World Cup ticket chaos

The final World Cup ticket sales phase, marked by poor organisation and IT chaos, has left thousands of hopeful fans dismayed and angry.

Many fans were forced to wait hours to process a ticket application, as Fifa’s booking system repeatedly crashed.

The computer failure affected all 11 Fifa ticket offices and 600 FNB branches made available nationally to cope with demand.

More than half a million tickets were issued for the fifth and final sales phase, allowing fans for the first time to buy tickets over the counter.

Long queues snaked outside FNB branches and at Fifa’s official ticketing centres, where hundreds of fans had camped for hours in the hope of snapping up tickets.

Last night Jaime Byrom, the CEO of Match, Fifa’s official ticketing service provider, said: “We want to extend our apologies to the public, who tried to obtain tickets, and we want to thank them for their patience and understanding.”

Fifa announced that with “a huge demand”, more than 53 000 tickets were sold in eight hours.

By 4pm tickets for a total of 23 matches were no longer available, including the opening game, the final and the two semi-finals.

In Pretoria the police’s elite tactical task team (TRT), trained to deal with violent and armed criminals, clashed with football fans waiting to buy tickets at the Brooklyn Mall Fifa ticketing office.

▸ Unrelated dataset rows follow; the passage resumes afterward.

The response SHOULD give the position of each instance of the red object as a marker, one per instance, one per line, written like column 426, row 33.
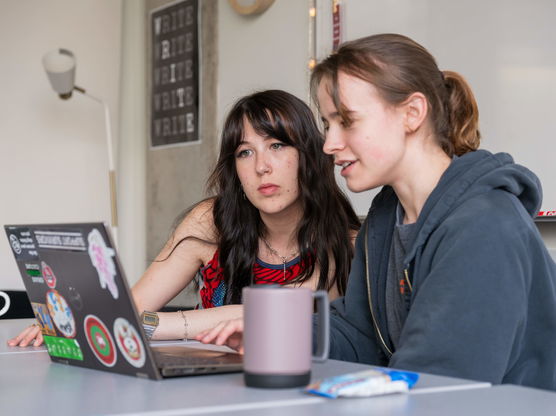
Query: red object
column 212, row 295
column 336, row 26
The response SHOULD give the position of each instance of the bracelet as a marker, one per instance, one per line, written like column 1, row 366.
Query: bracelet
column 185, row 325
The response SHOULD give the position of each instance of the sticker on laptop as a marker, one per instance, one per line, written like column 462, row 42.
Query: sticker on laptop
column 43, row 318
column 102, row 258
column 33, row 270
column 100, row 341
column 48, row 275
column 16, row 245
column 129, row 342
column 63, row 347
column 61, row 313
column 75, row 298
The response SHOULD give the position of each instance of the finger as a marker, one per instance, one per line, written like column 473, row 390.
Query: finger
column 16, row 340
column 38, row 340
column 213, row 333
column 30, row 336
column 229, row 330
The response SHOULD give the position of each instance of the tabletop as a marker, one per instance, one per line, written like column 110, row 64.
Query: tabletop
column 30, row 383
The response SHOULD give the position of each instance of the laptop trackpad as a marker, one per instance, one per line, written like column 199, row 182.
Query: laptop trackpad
column 195, row 357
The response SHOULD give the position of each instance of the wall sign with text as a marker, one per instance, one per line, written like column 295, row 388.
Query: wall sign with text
column 175, row 74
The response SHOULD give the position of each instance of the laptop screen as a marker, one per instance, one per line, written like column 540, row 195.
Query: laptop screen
column 80, row 297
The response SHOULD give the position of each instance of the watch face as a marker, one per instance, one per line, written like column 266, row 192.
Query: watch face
column 150, row 318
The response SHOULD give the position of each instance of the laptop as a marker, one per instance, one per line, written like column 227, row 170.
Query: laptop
column 81, row 300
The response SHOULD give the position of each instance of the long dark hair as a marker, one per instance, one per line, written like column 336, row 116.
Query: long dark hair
column 398, row 66
column 328, row 219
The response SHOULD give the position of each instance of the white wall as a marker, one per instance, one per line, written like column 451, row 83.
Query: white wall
column 506, row 51
column 262, row 52
column 53, row 160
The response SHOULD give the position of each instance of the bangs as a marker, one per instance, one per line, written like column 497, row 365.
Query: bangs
column 268, row 122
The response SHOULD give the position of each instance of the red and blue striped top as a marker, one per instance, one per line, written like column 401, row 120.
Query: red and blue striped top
column 213, row 290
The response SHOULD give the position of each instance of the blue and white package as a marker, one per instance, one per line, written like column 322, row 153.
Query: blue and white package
column 364, row 383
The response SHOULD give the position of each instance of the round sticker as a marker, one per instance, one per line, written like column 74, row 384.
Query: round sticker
column 129, row 342
column 100, row 341
column 61, row 313
column 48, row 275
column 75, row 298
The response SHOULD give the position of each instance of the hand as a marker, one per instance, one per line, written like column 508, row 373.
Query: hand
column 228, row 333
column 27, row 336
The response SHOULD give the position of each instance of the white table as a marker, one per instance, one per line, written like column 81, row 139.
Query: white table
column 31, row 384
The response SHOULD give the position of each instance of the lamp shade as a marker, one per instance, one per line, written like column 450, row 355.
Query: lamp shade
column 60, row 68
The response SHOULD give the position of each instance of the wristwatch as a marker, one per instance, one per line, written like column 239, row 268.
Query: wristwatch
column 150, row 322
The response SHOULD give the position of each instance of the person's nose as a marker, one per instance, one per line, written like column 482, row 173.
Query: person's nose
column 263, row 164
column 333, row 143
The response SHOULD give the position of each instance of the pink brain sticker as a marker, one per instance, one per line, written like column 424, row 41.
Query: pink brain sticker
column 102, row 259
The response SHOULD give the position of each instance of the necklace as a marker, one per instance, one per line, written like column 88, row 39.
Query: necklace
column 283, row 258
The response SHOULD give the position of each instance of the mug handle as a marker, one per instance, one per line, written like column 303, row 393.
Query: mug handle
column 7, row 305
column 323, row 326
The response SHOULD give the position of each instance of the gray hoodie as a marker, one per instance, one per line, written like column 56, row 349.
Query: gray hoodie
column 483, row 300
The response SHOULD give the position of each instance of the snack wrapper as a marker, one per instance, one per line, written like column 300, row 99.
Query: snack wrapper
column 364, row 383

The dozen or so officers, wearing their signature black berets and body armour, used their rifles to charge into people, flung women by their clothing on to the floor and eventually used pepper spray to disperse the crowd which thronged the office.

The team’s intervention was the culmination of a day that started off in excitement for the 1 500 or so people who had gathered at the mall to buy the much-sought-after tickets, but ended in a rugby scrum between them and the authorities who tried several times to restore order to the chaotic situation.

Officials said they had not expected such a large response to over-the-counter ticket sales – a problem experienced across the country.

At the Brooklyn Mall, there was no organisation or planned crowd control, which resulted in large numbers of fans forcing their way up against the entrance to the ticket office.